“Lucas Sinclair”
Entro no elevador e aperto o botão do décimo andar com mais força do que o necessário.
— Fiz a coisa certa — murmuro, ajeitando a gravata.
Ivy Collins não tem qualificações. Não tem experiência profissional. E tem dezenove anos, pelo amor de Deus.
Dezenove. Quinze anos mais nova do que eu.
Passo a mão pelo rosto, tentando afastar a imagem dela sentada no meu colo no sofá daquela boate. Das minhas mãos no corpo dela. Do gosto da boca dela na minha.
— Eu estava bêbado — digo, baixo. — Só pode.
Mesmo sabendo que não estava. Uma dose de whisky nunca me deixaria bêbado.
Mas preciso de uma desculpa. Qualquer uma que justifique por que beijei uma garota de dezenove anos.
O elevador para e as portas se abrem.
Foco, Lucas.
Tenho uma reunião de sessenta milhões de dólares me esperando. Não posso perder tempo pensando em babás desqualificadas que invadem empresas… e beijam melhor do que deveriam.
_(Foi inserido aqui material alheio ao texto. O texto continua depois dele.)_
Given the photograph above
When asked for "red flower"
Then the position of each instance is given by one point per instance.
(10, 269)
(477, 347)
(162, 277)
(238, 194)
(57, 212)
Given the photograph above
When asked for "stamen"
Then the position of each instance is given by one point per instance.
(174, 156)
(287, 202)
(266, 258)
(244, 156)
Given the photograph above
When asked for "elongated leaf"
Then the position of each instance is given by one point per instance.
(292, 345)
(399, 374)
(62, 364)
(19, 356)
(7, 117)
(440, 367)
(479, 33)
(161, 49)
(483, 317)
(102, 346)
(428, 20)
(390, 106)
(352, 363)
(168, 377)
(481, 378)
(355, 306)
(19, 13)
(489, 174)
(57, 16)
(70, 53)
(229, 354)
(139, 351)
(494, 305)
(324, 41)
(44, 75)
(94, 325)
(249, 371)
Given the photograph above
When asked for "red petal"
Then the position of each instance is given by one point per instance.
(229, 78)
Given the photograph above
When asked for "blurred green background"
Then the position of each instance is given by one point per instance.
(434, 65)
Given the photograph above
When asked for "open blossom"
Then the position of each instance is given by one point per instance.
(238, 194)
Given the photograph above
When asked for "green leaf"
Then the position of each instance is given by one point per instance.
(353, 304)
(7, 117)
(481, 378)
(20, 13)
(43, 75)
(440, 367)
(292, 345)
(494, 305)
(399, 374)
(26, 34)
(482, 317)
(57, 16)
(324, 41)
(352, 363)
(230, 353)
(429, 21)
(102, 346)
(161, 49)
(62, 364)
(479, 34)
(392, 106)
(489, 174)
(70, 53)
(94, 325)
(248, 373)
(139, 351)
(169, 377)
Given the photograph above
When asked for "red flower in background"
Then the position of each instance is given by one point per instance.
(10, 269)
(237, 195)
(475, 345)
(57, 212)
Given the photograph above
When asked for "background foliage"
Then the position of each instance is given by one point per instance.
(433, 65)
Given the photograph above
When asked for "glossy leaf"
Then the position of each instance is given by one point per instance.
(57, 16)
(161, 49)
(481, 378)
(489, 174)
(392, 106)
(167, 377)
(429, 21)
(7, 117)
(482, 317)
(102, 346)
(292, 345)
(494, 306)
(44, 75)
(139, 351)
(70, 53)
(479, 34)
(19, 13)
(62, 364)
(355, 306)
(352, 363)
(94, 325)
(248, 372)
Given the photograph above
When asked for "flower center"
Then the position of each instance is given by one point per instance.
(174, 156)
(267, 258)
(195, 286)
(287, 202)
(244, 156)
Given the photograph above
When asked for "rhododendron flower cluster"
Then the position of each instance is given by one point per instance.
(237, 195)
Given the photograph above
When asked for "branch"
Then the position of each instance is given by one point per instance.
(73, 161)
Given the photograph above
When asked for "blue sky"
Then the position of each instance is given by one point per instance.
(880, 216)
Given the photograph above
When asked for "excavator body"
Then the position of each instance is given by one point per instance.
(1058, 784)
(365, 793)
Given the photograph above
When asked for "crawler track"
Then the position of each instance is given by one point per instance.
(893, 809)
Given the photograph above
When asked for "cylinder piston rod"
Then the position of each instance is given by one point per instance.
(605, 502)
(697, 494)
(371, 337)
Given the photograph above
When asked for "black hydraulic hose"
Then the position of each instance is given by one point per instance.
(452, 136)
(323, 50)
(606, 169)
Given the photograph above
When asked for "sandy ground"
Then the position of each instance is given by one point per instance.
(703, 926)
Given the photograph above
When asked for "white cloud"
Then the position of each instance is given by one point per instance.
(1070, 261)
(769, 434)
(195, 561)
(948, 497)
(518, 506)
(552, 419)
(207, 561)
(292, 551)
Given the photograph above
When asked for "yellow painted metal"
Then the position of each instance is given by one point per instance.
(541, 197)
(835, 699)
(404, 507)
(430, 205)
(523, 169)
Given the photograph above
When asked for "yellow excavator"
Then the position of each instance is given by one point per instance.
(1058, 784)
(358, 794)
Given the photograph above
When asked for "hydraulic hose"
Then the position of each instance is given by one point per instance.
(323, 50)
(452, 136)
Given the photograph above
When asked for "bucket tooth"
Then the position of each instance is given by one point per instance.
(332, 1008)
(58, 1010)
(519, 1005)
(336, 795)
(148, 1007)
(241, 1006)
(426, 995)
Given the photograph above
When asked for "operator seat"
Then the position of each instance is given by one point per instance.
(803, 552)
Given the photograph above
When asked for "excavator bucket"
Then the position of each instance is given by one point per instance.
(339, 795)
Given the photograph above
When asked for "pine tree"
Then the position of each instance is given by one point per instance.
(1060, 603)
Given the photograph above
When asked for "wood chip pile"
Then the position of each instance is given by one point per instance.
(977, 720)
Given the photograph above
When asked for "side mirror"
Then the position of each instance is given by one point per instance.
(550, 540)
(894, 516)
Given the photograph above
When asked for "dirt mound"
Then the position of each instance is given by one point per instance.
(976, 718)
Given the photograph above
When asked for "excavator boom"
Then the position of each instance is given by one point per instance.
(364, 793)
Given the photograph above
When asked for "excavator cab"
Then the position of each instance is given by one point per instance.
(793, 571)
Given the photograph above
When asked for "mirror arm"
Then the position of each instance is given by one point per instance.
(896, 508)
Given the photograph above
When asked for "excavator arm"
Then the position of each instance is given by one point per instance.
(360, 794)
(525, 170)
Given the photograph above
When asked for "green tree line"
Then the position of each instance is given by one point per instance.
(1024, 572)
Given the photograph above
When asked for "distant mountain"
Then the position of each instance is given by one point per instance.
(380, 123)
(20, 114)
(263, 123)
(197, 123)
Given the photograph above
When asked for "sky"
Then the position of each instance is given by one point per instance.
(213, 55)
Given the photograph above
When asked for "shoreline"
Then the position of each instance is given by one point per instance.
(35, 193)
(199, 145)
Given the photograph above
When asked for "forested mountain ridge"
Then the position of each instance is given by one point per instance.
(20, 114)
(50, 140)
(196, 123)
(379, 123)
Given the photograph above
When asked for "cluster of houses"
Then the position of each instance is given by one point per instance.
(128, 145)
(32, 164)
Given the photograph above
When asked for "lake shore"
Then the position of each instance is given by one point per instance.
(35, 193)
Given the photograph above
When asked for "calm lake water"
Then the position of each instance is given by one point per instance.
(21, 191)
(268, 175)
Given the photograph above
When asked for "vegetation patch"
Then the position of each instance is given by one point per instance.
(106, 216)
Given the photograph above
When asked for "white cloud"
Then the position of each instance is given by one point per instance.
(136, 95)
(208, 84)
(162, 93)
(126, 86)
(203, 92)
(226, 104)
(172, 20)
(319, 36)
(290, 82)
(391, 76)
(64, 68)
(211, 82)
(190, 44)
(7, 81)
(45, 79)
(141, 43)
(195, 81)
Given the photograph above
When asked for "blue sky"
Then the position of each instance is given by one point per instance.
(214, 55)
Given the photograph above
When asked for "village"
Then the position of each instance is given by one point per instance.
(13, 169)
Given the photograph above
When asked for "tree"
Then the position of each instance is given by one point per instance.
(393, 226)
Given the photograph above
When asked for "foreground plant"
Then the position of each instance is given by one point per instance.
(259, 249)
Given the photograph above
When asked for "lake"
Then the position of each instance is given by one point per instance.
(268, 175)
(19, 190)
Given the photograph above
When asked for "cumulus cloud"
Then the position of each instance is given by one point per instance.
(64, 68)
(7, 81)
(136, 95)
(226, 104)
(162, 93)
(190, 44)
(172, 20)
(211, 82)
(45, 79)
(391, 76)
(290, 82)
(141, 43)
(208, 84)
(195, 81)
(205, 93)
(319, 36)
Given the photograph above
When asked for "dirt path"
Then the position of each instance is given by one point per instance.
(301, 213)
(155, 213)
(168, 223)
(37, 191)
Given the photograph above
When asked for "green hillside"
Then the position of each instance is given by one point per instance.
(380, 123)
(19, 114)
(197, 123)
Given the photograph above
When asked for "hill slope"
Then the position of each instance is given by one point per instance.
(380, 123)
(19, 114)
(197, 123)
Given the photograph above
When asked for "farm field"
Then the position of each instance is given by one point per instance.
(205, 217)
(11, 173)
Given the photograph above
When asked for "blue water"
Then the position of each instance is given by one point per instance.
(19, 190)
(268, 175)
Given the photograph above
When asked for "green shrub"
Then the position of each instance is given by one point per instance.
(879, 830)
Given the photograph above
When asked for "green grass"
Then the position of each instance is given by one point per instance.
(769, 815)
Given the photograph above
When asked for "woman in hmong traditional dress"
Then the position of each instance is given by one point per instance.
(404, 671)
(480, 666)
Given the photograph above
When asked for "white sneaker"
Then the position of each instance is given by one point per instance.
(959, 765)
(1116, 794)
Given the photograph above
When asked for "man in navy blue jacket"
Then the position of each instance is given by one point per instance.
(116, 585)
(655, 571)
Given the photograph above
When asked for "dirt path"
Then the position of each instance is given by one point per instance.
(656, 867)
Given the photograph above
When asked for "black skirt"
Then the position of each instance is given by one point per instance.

Caminho pelo corredor e entro na sala de reuniões.
Os três investidores italianos já estão sentados, conversando entre si. Ao me verem, se levantam e me cumprimentam com apertos de mão.
— Senhores, sintam-se à vontade — digo, indicando as cadeiras. — Minha vice-presidente não poderá estar presente hoje porque…
A porta se abre, me interrompendo.
Sophia entra na sala. Tranquila demais.
— Bom dia, senhores — cumprimenta, com um sorriso profissional, antes de se sentar ao meu lado.
Franzo a testa.
O que ela está fazendo aqui?
— Podemos começar — um dos italianos diz, abrindo o notebook.
— Um momento — interrompo, me inclinando na direção de Sophia. — Onde está Oliver?
Ela me encara, confusa.
— Pensei que estivesse com você.
— Mandei meu filho ir para a sua sala — sussurro, sentindo algo errado surgir.
— Ele não foi, Lucas — responde, baixando o tom, visivelmente nervosa. — Achei que a Sra. Mallory já tivesse ido buscá-lo.
Meu maxilar trava e meu coração falha por um segundo inteiro.
Levanto num movimento brusco, fazendo a cadeira arrastar no chão.
— Senhores, vou precisar adiar esta reunião — anuncio, já pegando o celular. — Surgiu uma emergência.
Os italianos trocam olhares confusos, mas assentem.
Saio da sala com Sophia logo atrás de mim.
— Lucas, eu juro que achei que…
— Avisa a segurança — corto, acelerando o passo. — E pede para checarem as câmeras. Agora.
Ela assente e desaparece pelo corredor enquanto sigo na direção oposta.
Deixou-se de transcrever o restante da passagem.